If you can manage to do this, it will be a useful skill. Other posters have mentioned funerals - getting the giggles at a funeral could cause real hurt and upset to other people there, and you don't want to be unable to support someone you care for at the funeral of someone dear to them.

TheHiphopopotamus · 17/05/2017 17:30

I just feel so out of place, and I can't get into singing the songs/saying the prayers at all. It just feels very silly to me - I don't believe a word of it. And my shoulders start shaking like crazy while I try to control it - and of course that sets my DH off too!

Actually, I was with the OP until this bit. This isn't laughing at inappropriate times because you can't help it, this is the OP laughing because she's oh so superior to those silly ol' churchgoers.

Either get some manners and show some respect or do the couple a favour and don't bother going.

InvisibleKittenAttack · 17/05/2017 17:31

Sit yourself near the exit, you can always claim to be feeling a little under the weather and want to be able to get out in the fresh air if need be.

However, if it's a reaction to 'unknown' situations, do you think that you might want to 'desensitise' yourself a little? Go to a few church services near you, sit that the back so you can leave.

It's worth noting that church weddings, even 'high church' ones are very joyous occasions, they aren't as somber as other church services, so the 'inappropriate giggles' might not be as likely, as some laughter might well be perfectly appropriate at times!

HotNatured · 17/05/2017 17:31

I'm a staunch atheist that thinks churches and anything god related is ridiculous.

However, I can't quite believe you are concerned that you wont be able to control yourself at a wedding. Seriously, it does sound a bit lame, maybe you need to have a word with yourself. The wedding isn't about you, you just need to turn up, sit down and focus on the bride and groom, and act like a grown up. It's really not that hard Hmm

YolandasFridge · 17/05/2017 17:31

If it's nerves, do you laugh at job interviews? Work appraisals? Smear tests?!

Or just weddings and funerals...

You need to try and get over this, as the people sitting around you will have thought you are a complete arsehole.

PigletWasPoohsFriend · 17/05/2017 17:32

I'd make my excuses to not be there for the ceremony if I couldn't sit through it like an adult.

Yes me too.

Maryhadalittlelambstew · 17/05/2017 17:32

I am gobsmacked you've been invited to a wedding.

But, in answer to your original AIBU...no, YANB because with your inexplicable, childish, moronic giggling you'll ruin more than one persons day.

Stay at home and watch cbeebies. There might be an innuendo you can tweet.

SilentLaugher · 17/05/2017 17:33

I phrased it incorrectly - I suppose I meant to say it's not close to my experience, and hence I feel a bit silly doing it.

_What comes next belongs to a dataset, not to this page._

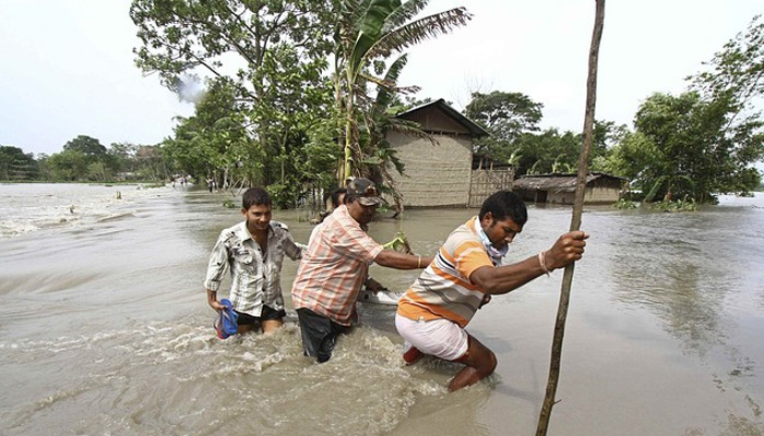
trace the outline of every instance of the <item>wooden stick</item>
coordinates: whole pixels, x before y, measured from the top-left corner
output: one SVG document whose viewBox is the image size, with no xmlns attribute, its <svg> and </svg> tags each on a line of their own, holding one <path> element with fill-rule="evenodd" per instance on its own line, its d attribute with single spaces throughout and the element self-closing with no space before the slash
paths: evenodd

It's not that religion is silly - it's that I feel silly participating because it's so alien to me/not part of my identity. I feel so out of place.

I apologise for that.

OP posts:
RestlessTravellerTheSequel · 17/05/2017 17:33

Ok so you have an "unwanted psychophysiology response" but then your DH starts laughing at you. So he's the rude one.

eleanor1989 · 17/05/2017 17:33

In the op you bassically said you laugh because you don't agree with it or you think what is said is funny. Now your saying it's because you're nervous ..... ok..

eleanor1989 · 17/05/2017 17:33

This reply has been deleted

Message withdrawn - duplicate post.

InvisibleKittenAttack · 17/05/2017 17:33

oh and you don't need to 'believe it' to sing along, or bow your head in respect when other people are praying, you don't need to pray too.

I've been to a selection of different religious weddings, I didn't believe a word of what was being said either (expect the bits about love and happiness!), I still managed not to giggle at different beliefs.

Aeroflotgirl · 17/05/2017 17:34

Bloody grow up and show some respect! I wod not go, your dh can go instead.